Laboratory of Signal Transduction and Proteomic Profiling, Weis Center for Research, Geisinger Clinic, Danville, PA 17821, USA.
FEBS Lett. 2012 Aug 14;586(17):2795-9. doi: 10.1016/j.febslet.2012.03.041. Epub 2012 Mar 28.
The WW domain-containing PQBP1 (polyglutamine tract-binding protein 1) protein regulates mRNA processing and gene transcription. Mutations in the PQBP1 gene were reported in several X chromosome-linked intellectual disability (XLID) disorders, including Golabi-Ito-Hall (GIH) syndrome. The missense mutation in the GIH syndrome maps within a functional region of the PQBP1 protein known as the WW domain. The causative mutation of PQBP1 replaces the conserved tyrosine (Y) at position 65 within the aromatic core of the WW domain to cysteine (C), which is a chemically significant change. In this short review, we analyze structural models of the Y65C mutated and wild type WW domains of PQBP1 in order to infer potential molecular mechanisms that render the mutated PQBP1 protein inactive in terms of ligand binding and its function as a regulator of mRNA splicing.

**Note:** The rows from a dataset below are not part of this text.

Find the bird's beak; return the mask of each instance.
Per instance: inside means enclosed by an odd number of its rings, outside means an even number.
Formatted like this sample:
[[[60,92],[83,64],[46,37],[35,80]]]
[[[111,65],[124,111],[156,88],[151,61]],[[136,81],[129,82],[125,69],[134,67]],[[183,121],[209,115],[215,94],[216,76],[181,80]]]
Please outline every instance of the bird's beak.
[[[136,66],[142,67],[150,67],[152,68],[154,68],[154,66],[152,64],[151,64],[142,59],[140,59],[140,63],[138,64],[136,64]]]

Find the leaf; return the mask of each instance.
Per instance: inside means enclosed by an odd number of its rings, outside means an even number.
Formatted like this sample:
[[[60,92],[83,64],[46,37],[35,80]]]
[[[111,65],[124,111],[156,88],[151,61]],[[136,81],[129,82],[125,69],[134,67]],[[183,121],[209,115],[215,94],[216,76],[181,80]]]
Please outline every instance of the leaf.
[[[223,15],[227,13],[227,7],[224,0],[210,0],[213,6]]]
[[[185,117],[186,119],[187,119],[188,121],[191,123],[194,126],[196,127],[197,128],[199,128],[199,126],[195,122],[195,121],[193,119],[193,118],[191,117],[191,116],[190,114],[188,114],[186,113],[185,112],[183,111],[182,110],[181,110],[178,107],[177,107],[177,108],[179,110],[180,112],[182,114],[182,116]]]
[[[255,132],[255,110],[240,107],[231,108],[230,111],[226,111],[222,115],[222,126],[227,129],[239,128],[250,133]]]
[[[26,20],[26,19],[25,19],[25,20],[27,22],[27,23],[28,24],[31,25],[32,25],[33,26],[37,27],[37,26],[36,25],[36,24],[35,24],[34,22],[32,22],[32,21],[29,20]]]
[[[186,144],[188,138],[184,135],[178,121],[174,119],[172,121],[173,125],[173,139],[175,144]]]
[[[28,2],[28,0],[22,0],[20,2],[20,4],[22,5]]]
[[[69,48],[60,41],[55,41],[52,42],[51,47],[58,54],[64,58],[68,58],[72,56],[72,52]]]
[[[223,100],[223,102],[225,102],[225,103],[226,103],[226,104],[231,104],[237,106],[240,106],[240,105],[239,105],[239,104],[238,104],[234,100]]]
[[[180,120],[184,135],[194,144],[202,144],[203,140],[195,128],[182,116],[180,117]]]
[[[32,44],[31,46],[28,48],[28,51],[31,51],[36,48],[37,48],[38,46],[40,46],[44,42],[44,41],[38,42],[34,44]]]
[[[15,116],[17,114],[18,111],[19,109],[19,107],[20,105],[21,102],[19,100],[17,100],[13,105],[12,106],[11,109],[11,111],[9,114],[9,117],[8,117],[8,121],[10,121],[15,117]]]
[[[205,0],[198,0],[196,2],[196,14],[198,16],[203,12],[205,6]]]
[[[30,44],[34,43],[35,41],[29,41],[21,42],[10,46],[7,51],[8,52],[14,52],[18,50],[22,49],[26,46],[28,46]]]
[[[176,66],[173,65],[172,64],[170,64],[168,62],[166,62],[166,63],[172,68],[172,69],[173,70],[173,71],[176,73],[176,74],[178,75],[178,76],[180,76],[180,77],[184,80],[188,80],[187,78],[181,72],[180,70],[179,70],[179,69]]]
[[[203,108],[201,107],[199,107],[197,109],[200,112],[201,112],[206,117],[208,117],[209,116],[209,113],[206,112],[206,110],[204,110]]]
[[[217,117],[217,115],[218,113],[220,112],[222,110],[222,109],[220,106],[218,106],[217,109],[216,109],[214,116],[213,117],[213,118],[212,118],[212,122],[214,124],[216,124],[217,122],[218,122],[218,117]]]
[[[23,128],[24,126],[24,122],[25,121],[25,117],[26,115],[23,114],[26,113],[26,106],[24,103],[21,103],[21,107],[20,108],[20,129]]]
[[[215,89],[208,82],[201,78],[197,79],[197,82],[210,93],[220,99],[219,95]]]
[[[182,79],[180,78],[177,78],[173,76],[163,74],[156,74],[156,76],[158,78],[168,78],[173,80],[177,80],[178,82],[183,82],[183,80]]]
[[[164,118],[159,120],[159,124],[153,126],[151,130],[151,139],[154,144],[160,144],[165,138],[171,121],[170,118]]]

含 WW 结构域的 PQBP1(多聚谷氨酰胺结合蛋白 1)蛋白调节 mRNA 加工和基因转录。在几种 X 染色体连锁的智力障碍(XLID)疾病中,包括 Golabi-Ito-Hall(GIH)综合征,已报道 PQBP1 基因突变。GIH 综合征中的错义突变位于 PQBP1 蛋白的一个功能区域内,该区域称为 WW 结构域。导致发病的 PQBP1 突变将 WW 结构域芳香族核心中位置 65 的保守酪氨酸(Y)替换为半胱氨酸(C),这是一个具有化学意义的变化。在这篇简短的综述中,我们分析了 PQBP1 的 Y65C 突变和野生型 WW 结构域的结构模型,以推断潜在的分子机制,这些机制使突变的 PQBP1 蛋白在配体结合及其作为 mRNA 剪接调节剂的功能方面失活。